The UK Home Office published its third update in three months on May 20, 2026, introducing changes to right to work (RTW) checks and sponsor licence requirements for employers. The update reverses earlier guidance from April that required sponsors to conduct RTW checks on anyone they ‘directly engage,’ restoring the position held before March 2026.
Under the new guidance, sponsors are no longer required to carry out RTW checks on non-sponsored workers they directly engage rather than employ. However, sponsors must continue performing RTW checks on all sponsored staff—whether employees or not—and all unsponsored employees. The scope of record-keeping duties has also expanded: sponsors now need to retain evidence of RTW checks for their entire sponsored or employed workforce.
The Home Office clarified that a sponsor licence is likely to be revoked if a sponsored worker does not have relevant permission to work. Additionally, applications may be refused or revoked if it is presumed that an organisation was primarily established to bring someone into the UK. The updated guidance provides examples where companies might be considered as existing mainly for this purpose and warns that insufficient evidence of genuine business activity could result in refusal or revocation of a sponsor licence.
Further clarifications address what constitutes an operating or trading presence in the UK. If there is no significant trade activity with external clients or evidence points toward ‘circular trading’ between related entities, the Home Office may conclude there is no meaningful operating presence.

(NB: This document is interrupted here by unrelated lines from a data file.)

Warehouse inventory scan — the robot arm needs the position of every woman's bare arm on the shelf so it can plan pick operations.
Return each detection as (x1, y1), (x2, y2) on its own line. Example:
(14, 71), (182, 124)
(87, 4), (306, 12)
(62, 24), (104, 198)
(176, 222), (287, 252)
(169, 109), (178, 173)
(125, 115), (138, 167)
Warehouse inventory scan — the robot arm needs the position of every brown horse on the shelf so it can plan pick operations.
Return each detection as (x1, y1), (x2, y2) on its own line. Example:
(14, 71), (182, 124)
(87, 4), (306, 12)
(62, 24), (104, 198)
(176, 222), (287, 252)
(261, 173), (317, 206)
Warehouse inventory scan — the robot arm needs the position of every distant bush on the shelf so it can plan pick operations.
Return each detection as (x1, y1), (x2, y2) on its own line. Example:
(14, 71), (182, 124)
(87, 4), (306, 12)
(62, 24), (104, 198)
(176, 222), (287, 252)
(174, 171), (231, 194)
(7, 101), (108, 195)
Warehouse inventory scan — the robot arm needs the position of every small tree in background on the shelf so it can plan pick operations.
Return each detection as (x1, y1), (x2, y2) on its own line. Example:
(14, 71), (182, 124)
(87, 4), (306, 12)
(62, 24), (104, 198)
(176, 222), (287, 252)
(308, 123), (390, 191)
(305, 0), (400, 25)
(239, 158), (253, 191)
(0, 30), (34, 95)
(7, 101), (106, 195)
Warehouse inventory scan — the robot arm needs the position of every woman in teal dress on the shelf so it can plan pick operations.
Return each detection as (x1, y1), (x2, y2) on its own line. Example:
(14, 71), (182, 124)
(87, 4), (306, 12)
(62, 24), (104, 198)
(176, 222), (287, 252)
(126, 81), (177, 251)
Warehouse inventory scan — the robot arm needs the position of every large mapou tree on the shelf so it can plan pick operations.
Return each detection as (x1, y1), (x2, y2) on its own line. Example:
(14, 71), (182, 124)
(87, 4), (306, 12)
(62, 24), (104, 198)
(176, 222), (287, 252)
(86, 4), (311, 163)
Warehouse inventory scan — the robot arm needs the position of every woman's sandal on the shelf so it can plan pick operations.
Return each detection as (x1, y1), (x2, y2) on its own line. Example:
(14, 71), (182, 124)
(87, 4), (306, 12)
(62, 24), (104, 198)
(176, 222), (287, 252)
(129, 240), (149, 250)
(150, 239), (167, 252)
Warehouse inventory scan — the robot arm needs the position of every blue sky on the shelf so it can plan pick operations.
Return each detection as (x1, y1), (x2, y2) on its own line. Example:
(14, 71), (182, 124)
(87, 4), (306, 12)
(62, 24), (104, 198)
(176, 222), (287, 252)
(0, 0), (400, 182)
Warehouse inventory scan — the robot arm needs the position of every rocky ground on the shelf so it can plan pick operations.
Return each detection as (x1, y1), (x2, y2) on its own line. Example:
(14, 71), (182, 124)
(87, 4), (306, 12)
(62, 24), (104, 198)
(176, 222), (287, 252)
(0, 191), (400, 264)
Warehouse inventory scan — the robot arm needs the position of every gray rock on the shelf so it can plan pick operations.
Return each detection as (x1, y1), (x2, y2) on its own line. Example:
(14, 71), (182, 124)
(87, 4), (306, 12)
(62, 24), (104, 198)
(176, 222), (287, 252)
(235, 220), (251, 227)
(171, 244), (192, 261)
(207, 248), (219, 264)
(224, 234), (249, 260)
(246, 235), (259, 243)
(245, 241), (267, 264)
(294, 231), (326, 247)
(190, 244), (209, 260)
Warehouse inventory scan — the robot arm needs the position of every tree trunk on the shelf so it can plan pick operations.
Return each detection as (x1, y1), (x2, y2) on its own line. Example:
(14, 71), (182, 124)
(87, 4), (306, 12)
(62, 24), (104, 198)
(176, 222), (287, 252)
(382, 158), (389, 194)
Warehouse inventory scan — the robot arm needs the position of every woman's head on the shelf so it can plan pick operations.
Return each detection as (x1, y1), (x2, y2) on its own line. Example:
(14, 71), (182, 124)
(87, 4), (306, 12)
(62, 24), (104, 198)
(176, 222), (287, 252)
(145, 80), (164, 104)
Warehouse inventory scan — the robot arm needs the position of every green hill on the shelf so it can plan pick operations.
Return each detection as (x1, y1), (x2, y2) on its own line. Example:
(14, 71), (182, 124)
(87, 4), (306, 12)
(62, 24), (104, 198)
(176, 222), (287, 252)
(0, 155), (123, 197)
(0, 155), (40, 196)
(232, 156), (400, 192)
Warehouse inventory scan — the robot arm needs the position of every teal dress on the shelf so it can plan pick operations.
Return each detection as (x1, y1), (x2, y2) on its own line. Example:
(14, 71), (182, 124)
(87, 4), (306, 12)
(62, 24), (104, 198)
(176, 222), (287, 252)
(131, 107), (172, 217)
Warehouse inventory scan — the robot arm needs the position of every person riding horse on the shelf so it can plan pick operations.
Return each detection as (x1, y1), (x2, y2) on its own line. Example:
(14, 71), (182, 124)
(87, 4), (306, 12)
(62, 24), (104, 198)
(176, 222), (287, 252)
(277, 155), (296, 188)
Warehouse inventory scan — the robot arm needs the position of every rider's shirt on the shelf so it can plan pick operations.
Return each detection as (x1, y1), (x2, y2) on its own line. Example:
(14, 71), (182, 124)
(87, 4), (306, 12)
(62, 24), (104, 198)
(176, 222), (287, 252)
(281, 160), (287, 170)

Definitions for ‘trading’ and ‘operating’ have been added: trading refers broadly to providing goods or services commercially, while operating includes activities by charities and businesses preparing for future commercial activity.
Employers should expect more changes when legislation under the Border Security, Asylum and Immigration Act 2025 comes into effect as early as autumn 2026. This law broadens RTW check requirements and increases potential penalties, but details about implementation remain unclear.